ADR-015: Dagster for local pipeline orchestration¶
Date: 2026-05-27
Status: Accepted
Contract impact: none — orchestration layer only; gold.encounter_summary stays v1.1.0
Deciders: Sandeep Jayaprakash
Context¶
The local Bronze → Silver → Gold pipeline is orchestrated imperatively by
local/pipeline.py: a hand-rolled sequential driver
(run_pipeline + build_gold) wired with argparse. It is correct, but flat — no DAG
view, no per-table or per-cohort retry/backfill, no run history, and every full re-run is a
destructive rm -rf data/silver data/gold rebuild (delta-rs MERGE cannot whole-table
re-update — see HANDOFF "Discoveries"). Two pressures make this worth fixing now: (1) for a
data-engineering portfolio, orchestration is a named, expected competency that an imperative
script does not signal; (2) Fabric will orchestrate via Data Factory, but that path is
trial-bound and expires (~12 days), so the local path needs a durable orchestrator that
outlives the trial.
Decision¶
Adopt Dagster as the local pipeline orchestrator, implemented as a new top-level
orchestration/ package that imports the existing pure transforms and platform — a third
execution surface alongside the local.pipeline CLI and the Fabric notebooks, with zero
duplicated transform logic. Keep local/pipeline.py as the dependency-free CLI for CI and
simple runs; Dagster is the richer, observable, interactive local runner, not a
replacement. Sequence the work as Dagster (Session 4) → Fabric (Session 5) so the asset
graph documents the DAG the Fabric notebooks then mirror, while keeping Dagster tight enough
(~1–2 sessions) that the Fabric trial retains runway. Asset modelling, partitions, checks and
the persistence pattern are specified separately in ADR-016.
Alternatives considered¶
| Option | Pros | Cons | Why rejected |
|---|---|---|---|
| Dagster (chosen) | Asset/lineage model maps 1:1 onto the medallion; partitions = cohorts; asset checks = validation; strongest data-engineering signal | Heavier; defines its own project layout; steeper learning curve | — |
| Prefect | Lowest friction — wraps existing functions as @flow/@task; local UI, retries, scheduling |
Flow-centric, not asset-centric → weaker lineage story; less "lakehouse" fit | Good, but Dagster's asset graph is the better portfolio artifact for a medallion |
| Airflow | Ubiquitous name recognition | Scheduler + webserver + metadata DB is heavy for a single-laptop dev loop; DAG-of-tasks is not data-aware | Operationally heavy for the local tier |
Makefile / just |
Trivial; targets encode DAG order | No observability, retry, state, or lineage | Cosmetic, not real orchestration |
| Status quo (imperative CLI) | Simplest; zero deps | No DAG/retry/backfill/history; weak signal | The gap we set out to close — but kept as the CLI path |
Consequences¶
Positive:
- The medallion is rendered as an asset graph — the lakehouse made visual for reviewers.

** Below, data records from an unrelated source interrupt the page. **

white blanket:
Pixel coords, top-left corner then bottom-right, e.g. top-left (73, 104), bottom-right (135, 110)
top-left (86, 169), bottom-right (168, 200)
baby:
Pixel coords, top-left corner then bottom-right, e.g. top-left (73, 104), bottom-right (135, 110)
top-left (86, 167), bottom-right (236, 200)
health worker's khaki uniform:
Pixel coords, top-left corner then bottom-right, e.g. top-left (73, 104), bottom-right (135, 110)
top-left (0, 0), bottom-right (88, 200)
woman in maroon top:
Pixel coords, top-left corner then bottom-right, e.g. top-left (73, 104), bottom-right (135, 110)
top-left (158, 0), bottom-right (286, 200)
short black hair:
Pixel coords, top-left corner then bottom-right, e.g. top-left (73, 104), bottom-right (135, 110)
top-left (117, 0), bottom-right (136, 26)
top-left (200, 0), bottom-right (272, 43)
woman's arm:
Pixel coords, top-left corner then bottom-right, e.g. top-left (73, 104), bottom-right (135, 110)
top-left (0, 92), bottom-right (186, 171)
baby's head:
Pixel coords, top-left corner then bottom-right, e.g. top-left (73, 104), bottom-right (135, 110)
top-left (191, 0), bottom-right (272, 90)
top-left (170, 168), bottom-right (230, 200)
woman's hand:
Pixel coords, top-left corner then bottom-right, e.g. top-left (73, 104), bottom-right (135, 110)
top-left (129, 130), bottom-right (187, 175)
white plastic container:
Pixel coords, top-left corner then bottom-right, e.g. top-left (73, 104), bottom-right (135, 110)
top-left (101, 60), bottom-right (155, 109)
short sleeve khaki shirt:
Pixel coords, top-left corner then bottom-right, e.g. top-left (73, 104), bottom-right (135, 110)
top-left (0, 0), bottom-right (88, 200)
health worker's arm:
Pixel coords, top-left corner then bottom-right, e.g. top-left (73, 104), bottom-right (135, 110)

- Per-cohort partitioned materialization + backfill replaces the rm -rf full rebuild:
each cohort is the incremental MERGE path that actually works (ADR-016).
- Validation surfaces as first-class asset checks; run history/metadata live in the UI.
- The LocalLite pure transforms run under two local orchestrators (CLI, Dagster) with zero
duplicated logic — the concrete payoff of platform isolation and the Arrow interchange type.
Amended per ADR-022: the Fabric tier is a separate
engine-native implementation, not a third orchestrator over the same transforms; the originally
cited ADR-002/004 are superseded by ADR-022.
Negative:
- New dev dependency (dagster + dagster-webserver) and a UI process to run.
- Learning curve / some ceremony; another surface to keep in sync as transforms evolve
(mitigated: assets are thin wrappers over existing functions).
Neutral: - Orchestration choice is local-only — Fabric still orchestrates via Data Factory; Dagster is not deployed to Fabric. Corpus contract and JSON schemas are unchanged.
Implementation notes¶
- New
orchestration/package (definitions.py,assets.py,checks.py,resources.py,partitions.py,sensors.py) importslocal.transforms/local.gold/local.platform; it is never imported by them (ADR-002 isolation — mirrors the Spark/notebook rule, and should be added to.claude/rules/transforms.md: noorchestration/dagsterimport inlocal/transforms/). dagster+dagster-webserveradded topyproject.toml[dev](pinned); runs fine on a typical laptop.tests/test_dagster_defs.pymaterializes assets on the fixture via the LocalLitePlatform (tests alongside, per non-negotiables).- Modelling/partitions/checks/persistence: see ADR-016.